Wonderful home hobbyists Machinist Machine Shop . Two lathes, two milling machines,Disc sander and...



					portland.craigslist.org


----------



## Nogoingback (Jun 11, 2020)

He might just be paranoid about revealing his location.  If it's a scam, it's pretty lame since with his prices
he isn't going to lure anyone in.  He has a separate ad where he lists the mill and the small lathe for $10 grand!


----------



## DavidR8 (Jun 11, 2020)

Nice machines. Waaay too much money though.
(minor error on the SB lathe description. It doesn't have a 1" bore. It has a 27/32" bore. I know this because I have the horizontal drive version.)


----------



## GunsOfNavarone (Jun 11, 2020)

@DavidR8 You think 21K for all those machines and tooling is too much? Those things LOOK brand new/flawless. If I didn't want to move up to CNC, I'd have some conversations with myself why I need all that!


----------



## ErichKeane (Jun 11, 2020)

Sold individual I could believe there are 21k worth there, but the market for people who need /want 2 lathes of that size, the mills, etc is small. 3k per machine is a stretch even separate, and a couple of those (the drill press and sander are maybe 1000 each, so that's almost 5k each for the rest).


----------



## Nogoingback (Jun 11, 2020)

GunsOfNavarone said:


> @DavidR8 You think 21K for all those machines and tooling is too much? Those things LOOK brand new/flawless. If I didn't want to move up to CNC, I'd have some conversations with myself why I need all that!

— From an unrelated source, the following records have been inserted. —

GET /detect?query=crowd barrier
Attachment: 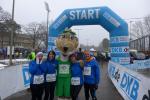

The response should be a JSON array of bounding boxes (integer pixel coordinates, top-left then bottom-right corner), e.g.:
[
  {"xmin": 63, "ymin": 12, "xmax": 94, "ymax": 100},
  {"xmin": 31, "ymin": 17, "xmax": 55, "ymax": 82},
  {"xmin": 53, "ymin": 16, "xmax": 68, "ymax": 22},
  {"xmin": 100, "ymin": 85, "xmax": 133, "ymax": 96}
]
[
  {"xmin": 108, "ymin": 61, "xmax": 150, "ymax": 100},
  {"xmin": 126, "ymin": 59, "xmax": 150, "ymax": 70},
  {"xmin": 0, "ymin": 61, "xmax": 150, "ymax": 100},
  {"xmin": 0, "ymin": 64, "xmax": 30, "ymax": 100}
]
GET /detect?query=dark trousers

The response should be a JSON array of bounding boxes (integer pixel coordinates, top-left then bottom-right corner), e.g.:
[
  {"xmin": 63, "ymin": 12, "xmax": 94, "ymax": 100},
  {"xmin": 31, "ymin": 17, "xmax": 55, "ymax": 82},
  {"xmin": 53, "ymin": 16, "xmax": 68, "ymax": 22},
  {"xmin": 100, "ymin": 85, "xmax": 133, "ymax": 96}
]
[
  {"xmin": 44, "ymin": 82, "xmax": 56, "ymax": 100},
  {"xmin": 84, "ymin": 83, "xmax": 97, "ymax": 100},
  {"xmin": 30, "ymin": 84, "xmax": 44, "ymax": 100},
  {"xmin": 71, "ymin": 85, "xmax": 82, "ymax": 100}
]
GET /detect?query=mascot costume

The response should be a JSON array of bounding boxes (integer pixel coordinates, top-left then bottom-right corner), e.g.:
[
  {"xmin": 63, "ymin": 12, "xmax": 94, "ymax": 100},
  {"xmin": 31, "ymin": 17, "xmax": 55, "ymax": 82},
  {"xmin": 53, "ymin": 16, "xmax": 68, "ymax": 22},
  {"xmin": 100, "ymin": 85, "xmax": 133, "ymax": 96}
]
[{"xmin": 56, "ymin": 29, "xmax": 78, "ymax": 100}]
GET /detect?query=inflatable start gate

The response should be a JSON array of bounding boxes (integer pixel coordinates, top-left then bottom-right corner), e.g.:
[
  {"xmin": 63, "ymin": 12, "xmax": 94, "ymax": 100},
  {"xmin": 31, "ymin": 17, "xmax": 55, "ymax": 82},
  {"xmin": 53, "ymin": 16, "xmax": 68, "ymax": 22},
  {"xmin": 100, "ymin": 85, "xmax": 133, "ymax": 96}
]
[{"xmin": 48, "ymin": 7, "xmax": 130, "ymax": 64}]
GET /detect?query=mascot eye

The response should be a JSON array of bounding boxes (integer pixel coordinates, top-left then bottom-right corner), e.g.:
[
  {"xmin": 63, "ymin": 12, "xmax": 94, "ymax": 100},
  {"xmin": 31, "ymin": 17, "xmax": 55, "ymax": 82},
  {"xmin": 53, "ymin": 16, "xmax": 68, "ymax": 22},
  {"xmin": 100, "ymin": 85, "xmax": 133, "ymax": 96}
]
[
  {"xmin": 61, "ymin": 35, "xmax": 65, "ymax": 38},
  {"xmin": 70, "ymin": 36, "xmax": 74, "ymax": 40}
]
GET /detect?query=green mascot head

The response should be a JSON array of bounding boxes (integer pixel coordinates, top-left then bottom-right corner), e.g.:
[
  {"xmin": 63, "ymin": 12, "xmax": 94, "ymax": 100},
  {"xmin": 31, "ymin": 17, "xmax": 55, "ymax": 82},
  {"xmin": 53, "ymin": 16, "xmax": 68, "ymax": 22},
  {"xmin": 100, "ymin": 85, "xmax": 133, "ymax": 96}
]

They do look nice, but I don't see anywhere near $21K there.  More like $12-13 thou.  Like I said, he has a listing for the Hardinge-BP
mill and the small lathe for 10 grand, which is pure fantasy.  The problem with guys like that is they forget that with, say a $5000.00
mill budget, you have lots of options including a real Bridgeport.  5 thou can buy you a lot more machine than a 10"
South Bend as well.  It all looks like great stuff and I'd love to have that Logan in my shop, but he's way overpriced.


----------